児童扶養手当
児童扶養手当とは
児童扶養手当は父又は母と生計を同じくしていない児童等が育成される家庭生活の安定と自立の促進に寄与し、児童の心身の健やかな成長と福祉の増進を図ることを目的として、児童の父又は母や、父又は母にかわってその児童を養育している人に支給される手当です。
手当を受けることができる人(受給資格者)
次のいずれかに当てはまる児童を「監護(保護者として生活の面倒を見ること)している母」、児童を「監護し、かつ、生計を同じくする父」、または「父母にかわってその児童を養育している方(養育者)」に支給され、いずれの場合も国籍は問いません。
※「児童」とは、18歳に達する日以降の最初の3月31日までの期間にある者。(4月1日生まれの者にあっては18歳の誕生日の前日まで)なお、児童が心身におおむね中度以上の障がいがある場合は20歳未満(20歳の誕生日の前日)までの期間にある者。
支給の対象となる児童
- 父母が婚姻を解消した(離婚)児童
- 父または母が死亡した児童
- 父または母が政令で定める程度の障がいの状態にある児童
- 父または母の生死が明らかでない児童
- 父または母が引き続き1年以上遺棄している児童
※「遺棄」・・・連絡等がとれず児童の養育を放棄していること - 父または母が裁判所からDV保護命令を受けている児童
- 父または母が引き続き1年以上刑務所等に拘禁されている児童
- 母が婚姻によらないで(未婚)生まれた児童
- 母が児童を懐胎した当時の事情が不明である児
〈注意〉
次のような場合は手当を受ける資格がなくなりますので、必ず資格喪失届を提出してください。届出をしないで手当を受けていますと、受給資格のなくなった月の翌月から受給した手当の総額を返還していただきます。また、児童扶養手当法第35条の規定により罰則が科せられる場合があります。

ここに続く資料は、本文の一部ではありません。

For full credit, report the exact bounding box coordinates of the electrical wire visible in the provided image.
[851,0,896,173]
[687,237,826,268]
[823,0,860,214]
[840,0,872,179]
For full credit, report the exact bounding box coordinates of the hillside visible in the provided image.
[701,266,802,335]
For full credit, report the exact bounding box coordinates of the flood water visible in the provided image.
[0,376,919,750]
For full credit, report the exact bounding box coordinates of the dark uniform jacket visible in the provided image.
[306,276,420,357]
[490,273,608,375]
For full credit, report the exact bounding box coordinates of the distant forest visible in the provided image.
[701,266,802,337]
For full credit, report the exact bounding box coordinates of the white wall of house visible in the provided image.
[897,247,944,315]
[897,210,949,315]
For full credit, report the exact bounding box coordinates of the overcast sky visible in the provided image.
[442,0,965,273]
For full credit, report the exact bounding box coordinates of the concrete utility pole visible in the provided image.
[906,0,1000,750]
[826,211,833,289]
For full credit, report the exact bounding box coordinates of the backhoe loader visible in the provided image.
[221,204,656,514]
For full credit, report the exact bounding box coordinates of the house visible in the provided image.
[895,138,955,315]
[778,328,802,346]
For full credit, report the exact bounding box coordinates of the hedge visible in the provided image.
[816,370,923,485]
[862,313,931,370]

- あなたが児童の父又は母の場合、あなたが婚姻(事実上の婚姻を含みます)したとき
- あなたが児童を養育・監護しなくなったとき(児童の施設入所、里親委託、婚姻等)
- 遺棄されていた児童の父または母が帰ってきたとき(安否を気遣う電話、手紙等の連絡があった場合等)
- 児童が児童の父又は母と同居するようになったとき
- 刑事施設等に拘禁されていた児童の父又は母が出所したとき
- 児童が養子縁組等で支給要件を満たさなくなったとき
- あなたや児童が死亡したとき
- あなたや児童が日本国内に住所を有しなくなったとき
- 児童や児童の父又は母の障害の程度の変更により、支給要件を満たさなくなったとき
手当を受けることができない場合
次のような場合には、手当を受ける資格がありません。
- 受給者や児童が日本国内に住所を有しないとき
- 父または母が婚姻の届出はしていなくても事実上の婚姻関係(内縁関係など)にあるとき
- 児童が受給者ではない、父または母と生計を同じくしているとき (例)受給者は母だが、父と生計を同じくしている など ※父または母が一定の障がいの状態にある場合を除く
- 児童が児童福祉施設に入所しているなど、受給者が養育していると認められないとき
- 児童が児童福祉法上の里親に委託されているとき
手当を受給する手続き
児童扶養手当を受給するためには手続きが必要です。
手当は手続きをされた日を含む月の翌月分より支給されます。手続きが遅れた場合は遡って支給されません。また、手続きや提出書類の都合上、複数回にわたって窓口にお越しいただく場合があります。
認定請求に必要な書類
- 児童扶養手当認定請求書
(窓口にて記載していただきます) - 請求者及び対象児童の戸籍謄(抄)本
(手続きされる日時点で1か月以内に証明されたものに限ります。また、離婚等の場合は離婚届受理証明書等でも一旦受付はできますが、後日必ず戸籍謄(抄)本の提出が必要です) - 請求者名義の金融機関の通帳の写し
- 請求者本人、児童、扶養義務者等の個人番号確認書類(個人番号カード・通知カード・個人番号が記載された住民票の写しのうちどれか1点)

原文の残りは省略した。